ESC と分化細胞を混合後、Rex1発現に基づき3状態(No Effect, Partial Effect, Complete Loss)に分類した。閾値は、No Effect: 80-100%(Rex1発現ほぼ維持)、Partial、Effect:20-79%(一部細胞でナイーブ状態消失の可能性)、Complete Loss: 0-19%(Rex1発現ほぼ失)と定義した。各状態の細胞を分離し、分離後に Rex1発現量を再測定して各集団の純度および安定性を評価した。グラフは、ESC と分化細胞混合後の日ごとのナイーブ多能性細胞比率を示す。縦軸は全細胞に対する Rex1陽性細胞の割合である。Rex1(Zfp42) はナイーブ多能性状態のマーカーとして用いた。100%Rex1陽性は、全ての細胞がナイーブ多能性マーカーを均一に発現していることを示すが、機能的多能性を保証するものではなく、キメラ形成や生殖系列伝達(GLT)など別の評価で確認する必要がある。)
* 縱軸:Naive pluripotent cell fraction(全細胞数 (total cells) に対するRex1陽性細胞の割合%)
* 横軸:日毎測定

(図表略)

 論文説明で述べたように、E-cadherin とコンドロイチン硫酸(CS)の結合は細胞接着レベルでは比較的速やかに起こる一方で、転写ネットワークの変化や多能性状態の遷移は時間遅延を伴って段階的に進行する(Latency /Graduality)。
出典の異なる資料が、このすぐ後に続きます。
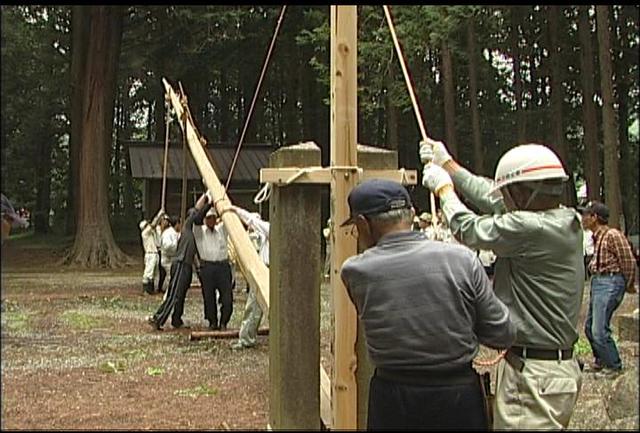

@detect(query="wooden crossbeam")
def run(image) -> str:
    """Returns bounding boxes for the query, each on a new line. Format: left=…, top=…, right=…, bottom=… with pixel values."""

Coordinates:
left=260, top=167, right=418, bottom=185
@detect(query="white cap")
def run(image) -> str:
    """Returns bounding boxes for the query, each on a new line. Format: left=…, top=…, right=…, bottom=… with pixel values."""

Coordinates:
left=492, top=144, right=569, bottom=192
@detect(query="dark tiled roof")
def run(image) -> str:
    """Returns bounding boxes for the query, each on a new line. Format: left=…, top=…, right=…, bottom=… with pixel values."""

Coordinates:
left=129, top=144, right=272, bottom=182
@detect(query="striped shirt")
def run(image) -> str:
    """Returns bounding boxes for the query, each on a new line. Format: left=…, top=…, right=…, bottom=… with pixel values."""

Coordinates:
left=589, top=225, right=636, bottom=286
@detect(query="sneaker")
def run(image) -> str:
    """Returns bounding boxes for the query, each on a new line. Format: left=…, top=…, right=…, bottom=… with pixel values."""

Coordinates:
left=596, top=367, right=622, bottom=379
left=584, top=362, right=604, bottom=373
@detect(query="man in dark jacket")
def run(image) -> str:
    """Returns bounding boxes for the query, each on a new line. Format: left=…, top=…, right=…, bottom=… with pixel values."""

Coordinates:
left=341, top=179, right=515, bottom=430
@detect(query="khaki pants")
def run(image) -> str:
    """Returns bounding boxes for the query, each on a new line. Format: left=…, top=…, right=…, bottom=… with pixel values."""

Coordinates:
left=493, top=359, right=582, bottom=430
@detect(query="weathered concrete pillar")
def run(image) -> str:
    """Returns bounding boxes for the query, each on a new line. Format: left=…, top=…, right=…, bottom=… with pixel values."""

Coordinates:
left=356, top=145, right=398, bottom=430
left=269, top=143, right=327, bottom=430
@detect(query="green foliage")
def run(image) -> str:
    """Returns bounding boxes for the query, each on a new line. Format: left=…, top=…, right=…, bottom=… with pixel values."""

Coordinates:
left=173, top=385, right=218, bottom=398
left=61, top=310, right=103, bottom=330
left=146, top=367, right=164, bottom=376
left=98, top=359, right=127, bottom=373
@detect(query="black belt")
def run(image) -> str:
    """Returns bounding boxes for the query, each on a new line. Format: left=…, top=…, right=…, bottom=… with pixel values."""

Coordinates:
left=375, top=364, right=478, bottom=386
left=200, top=260, right=229, bottom=265
left=591, top=272, right=620, bottom=277
left=509, top=346, right=573, bottom=361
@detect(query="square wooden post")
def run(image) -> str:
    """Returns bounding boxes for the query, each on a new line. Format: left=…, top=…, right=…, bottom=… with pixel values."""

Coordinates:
left=269, top=143, right=323, bottom=430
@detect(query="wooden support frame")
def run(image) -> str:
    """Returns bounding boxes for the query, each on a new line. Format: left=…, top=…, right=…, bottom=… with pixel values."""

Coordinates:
left=260, top=167, right=418, bottom=185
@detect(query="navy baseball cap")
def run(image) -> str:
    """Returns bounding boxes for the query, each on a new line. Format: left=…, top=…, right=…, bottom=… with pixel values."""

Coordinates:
left=578, top=201, right=609, bottom=222
left=340, top=179, right=412, bottom=227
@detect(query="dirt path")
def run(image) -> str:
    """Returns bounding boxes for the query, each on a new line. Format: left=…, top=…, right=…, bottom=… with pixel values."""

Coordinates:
left=1, top=240, right=638, bottom=430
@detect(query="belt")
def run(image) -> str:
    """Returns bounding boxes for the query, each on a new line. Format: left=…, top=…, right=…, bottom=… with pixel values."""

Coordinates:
left=375, top=364, right=478, bottom=386
left=591, top=272, right=620, bottom=277
left=200, top=259, right=229, bottom=265
left=509, top=346, right=573, bottom=361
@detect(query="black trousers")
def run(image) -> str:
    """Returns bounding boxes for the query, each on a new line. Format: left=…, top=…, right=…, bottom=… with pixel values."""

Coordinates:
left=367, top=373, right=487, bottom=431
left=153, top=261, right=193, bottom=326
left=199, top=260, right=233, bottom=326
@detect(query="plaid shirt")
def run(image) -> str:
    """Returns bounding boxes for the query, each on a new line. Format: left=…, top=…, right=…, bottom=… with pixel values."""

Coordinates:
left=589, top=225, right=636, bottom=285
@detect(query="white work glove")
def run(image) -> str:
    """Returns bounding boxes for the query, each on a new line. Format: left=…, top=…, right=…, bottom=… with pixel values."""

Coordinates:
left=420, top=138, right=453, bottom=167
left=422, top=163, right=453, bottom=194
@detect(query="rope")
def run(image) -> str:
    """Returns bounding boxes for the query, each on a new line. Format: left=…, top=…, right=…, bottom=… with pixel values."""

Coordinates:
left=253, top=182, right=271, bottom=204
left=224, top=5, right=287, bottom=191
left=472, top=350, right=507, bottom=367
left=161, top=94, right=171, bottom=210
left=382, top=5, right=437, bottom=227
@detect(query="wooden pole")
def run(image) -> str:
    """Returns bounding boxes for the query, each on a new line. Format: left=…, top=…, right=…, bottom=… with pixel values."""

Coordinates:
left=160, top=94, right=170, bottom=209
left=331, top=6, right=358, bottom=430
left=162, top=78, right=269, bottom=314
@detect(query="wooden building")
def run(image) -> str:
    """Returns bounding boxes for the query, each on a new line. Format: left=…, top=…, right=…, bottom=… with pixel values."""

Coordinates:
left=128, top=141, right=274, bottom=218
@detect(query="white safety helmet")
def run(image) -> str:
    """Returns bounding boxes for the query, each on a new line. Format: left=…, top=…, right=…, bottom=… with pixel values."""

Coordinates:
left=492, top=144, right=569, bottom=193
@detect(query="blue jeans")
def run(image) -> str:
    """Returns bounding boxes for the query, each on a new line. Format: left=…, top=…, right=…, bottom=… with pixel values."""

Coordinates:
left=584, top=274, right=625, bottom=370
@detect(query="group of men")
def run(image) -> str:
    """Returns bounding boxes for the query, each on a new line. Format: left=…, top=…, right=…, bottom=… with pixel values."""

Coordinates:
left=140, top=192, right=269, bottom=349
left=341, top=140, right=637, bottom=430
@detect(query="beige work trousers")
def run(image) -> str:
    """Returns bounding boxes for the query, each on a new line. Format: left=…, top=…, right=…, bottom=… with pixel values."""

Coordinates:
left=493, top=352, right=582, bottom=430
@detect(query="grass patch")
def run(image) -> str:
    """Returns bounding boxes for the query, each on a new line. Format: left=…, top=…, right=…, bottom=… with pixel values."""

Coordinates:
left=573, top=337, right=593, bottom=356
left=173, top=385, right=218, bottom=398
left=98, top=359, right=127, bottom=373
left=61, top=311, right=103, bottom=330
left=2, top=311, right=30, bottom=332
left=147, top=367, right=164, bottom=376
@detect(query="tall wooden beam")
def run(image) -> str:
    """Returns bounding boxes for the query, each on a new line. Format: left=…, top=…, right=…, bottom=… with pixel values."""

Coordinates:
left=162, top=78, right=269, bottom=313
left=331, top=6, right=358, bottom=430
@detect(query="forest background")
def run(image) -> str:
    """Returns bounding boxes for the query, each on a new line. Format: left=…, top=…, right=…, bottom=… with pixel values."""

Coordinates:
left=1, top=5, right=640, bottom=267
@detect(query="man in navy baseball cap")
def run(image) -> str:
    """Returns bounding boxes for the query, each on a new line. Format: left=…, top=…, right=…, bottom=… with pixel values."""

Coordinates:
left=340, top=179, right=412, bottom=227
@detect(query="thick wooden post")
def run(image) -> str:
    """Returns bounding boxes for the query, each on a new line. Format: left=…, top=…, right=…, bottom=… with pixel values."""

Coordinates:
left=356, top=146, right=398, bottom=430
left=269, top=143, right=323, bottom=430
left=331, top=6, right=358, bottom=430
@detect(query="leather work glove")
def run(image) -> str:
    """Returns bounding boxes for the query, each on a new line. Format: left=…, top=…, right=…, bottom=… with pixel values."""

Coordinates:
left=422, top=163, right=453, bottom=195
left=420, top=138, right=453, bottom=167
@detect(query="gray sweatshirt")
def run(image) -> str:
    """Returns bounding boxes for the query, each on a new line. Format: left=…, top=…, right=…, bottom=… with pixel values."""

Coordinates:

この時間構造(即時的分子相互作用と遅延的状態変化の乖離)を定量的にESCと分化細胞の混合系において、Rex1(zfp42)をナイーブ多能性状態マーカーとして用い、日次測定によりステージ変化を測定・結果・評価した。その結果を"Stage Changes After Mixing of ESCs and Differentiated Cells”の表およびグラフとして示したが、本記事で論文の内容と整合性があるものとなっている。

(略)

*2026/2/1013:50追記・修正
・図表の説明、「私の職場で観察された混合塊の1週間」から「私の職場で観察された混合塊の1週間(実測期間1~9日間)」に修正。「1週間」は概念的表現(約1週間スケールの変化)であり、実際の測定は、日次測定 (dailymeasurement)による連続追跡データ(~9日間)です。
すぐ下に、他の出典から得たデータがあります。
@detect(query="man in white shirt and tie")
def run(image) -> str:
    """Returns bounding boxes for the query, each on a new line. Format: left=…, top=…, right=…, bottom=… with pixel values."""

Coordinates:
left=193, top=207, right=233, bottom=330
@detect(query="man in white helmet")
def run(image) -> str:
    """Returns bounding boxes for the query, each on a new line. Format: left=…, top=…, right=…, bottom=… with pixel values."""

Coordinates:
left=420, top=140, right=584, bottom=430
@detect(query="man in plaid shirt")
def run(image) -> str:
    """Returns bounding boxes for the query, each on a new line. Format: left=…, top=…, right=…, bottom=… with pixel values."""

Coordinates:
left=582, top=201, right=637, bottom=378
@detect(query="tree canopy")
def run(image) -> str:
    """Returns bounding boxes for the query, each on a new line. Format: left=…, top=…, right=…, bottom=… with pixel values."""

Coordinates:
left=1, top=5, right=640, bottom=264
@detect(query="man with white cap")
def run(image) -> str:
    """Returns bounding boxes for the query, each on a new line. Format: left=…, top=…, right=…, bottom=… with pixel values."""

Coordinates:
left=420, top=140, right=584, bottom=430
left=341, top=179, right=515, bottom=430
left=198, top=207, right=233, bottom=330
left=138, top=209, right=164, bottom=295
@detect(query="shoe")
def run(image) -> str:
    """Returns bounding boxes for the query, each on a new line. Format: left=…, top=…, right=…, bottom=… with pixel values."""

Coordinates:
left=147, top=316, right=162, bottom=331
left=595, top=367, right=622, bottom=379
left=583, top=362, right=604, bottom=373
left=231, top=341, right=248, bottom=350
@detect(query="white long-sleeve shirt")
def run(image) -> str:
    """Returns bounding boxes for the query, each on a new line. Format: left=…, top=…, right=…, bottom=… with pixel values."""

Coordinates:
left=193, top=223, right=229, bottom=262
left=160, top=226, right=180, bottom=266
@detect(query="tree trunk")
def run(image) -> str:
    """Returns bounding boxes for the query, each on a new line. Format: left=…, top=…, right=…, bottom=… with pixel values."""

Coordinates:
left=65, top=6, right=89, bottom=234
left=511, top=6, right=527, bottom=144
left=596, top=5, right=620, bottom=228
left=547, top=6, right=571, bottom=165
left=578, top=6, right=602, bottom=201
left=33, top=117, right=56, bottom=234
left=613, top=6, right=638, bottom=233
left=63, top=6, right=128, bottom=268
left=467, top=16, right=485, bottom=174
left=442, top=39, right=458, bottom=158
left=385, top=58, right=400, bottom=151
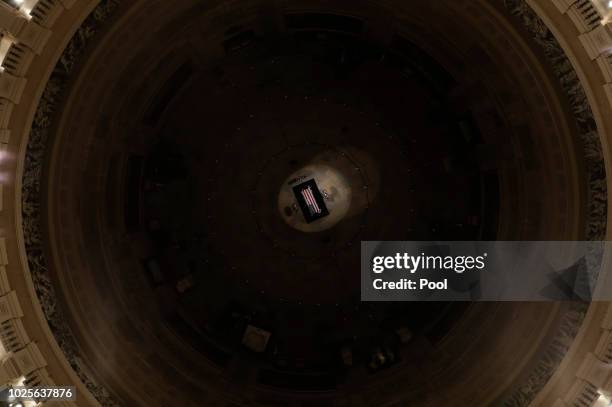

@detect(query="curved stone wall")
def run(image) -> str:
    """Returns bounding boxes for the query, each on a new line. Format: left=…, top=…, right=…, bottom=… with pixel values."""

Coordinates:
left=0, top=0, right=610, bottom=406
 この質疑応答は、総論の中にある各論が存在していて、その各論を理解しているから回答ができるわけです。もし本当に「各論がない」なら、具体事例/個別対象/実例/個別発言/具体構文/実在テキスト/実際の事象が一切出てこないはずです。
つまり、学とみ子は総論を語る人の話を聞いている人は、さらに項目ごとの話を聞きたくて質問するが、総論を語る人は、総論しか語らない。このoTakeスタイルに接した人は、皆当惑する。各論を語ることなく、総論に戻ってしまうからであると言い、学とみ子はこの私とため息先生のやり取りの事実すら認知できないことを意味しています。

 学とみ子は、私たちに対してかなり劣等感を抱いているのは分かっています。そのため、嘘デタラメでも無根拠に私たちに言いがかり、誹謗中傷を繰り返し、oTakeストーリーには、「私の専門領域ではない」「調べたところによると」のメッセージが、全くないまま、oTakeさんは、自前の知識であるかのように検索知識を並べた作文をすると言ったりするわけです。学とみ子は私たちの知識が学とみ子よりも多いことが我慢ならないのです。

 私は問われたことは上記のように適宜対応しています。一方、学とみ子はろくに論文も読めないのにも関わらず、知ったかぶりで科学を語ろうとするので、多くの人から指摘を受けても、何の反論もできず、防衛規制の投影(projection)を行なうか、自分勝手なナラティブな物語を作って解釈した新たな論文を転載し、ろくに理解していないので、説明の文章や論理が破綻しており、最終的に話題を変えたり、学とみ子自身の過去の発言を改ざん・ねつ造したりして、Moving Gaolposts を行なうわけです。結果的に Sealioning という嫌がらせ行為を繰り返すわけですね。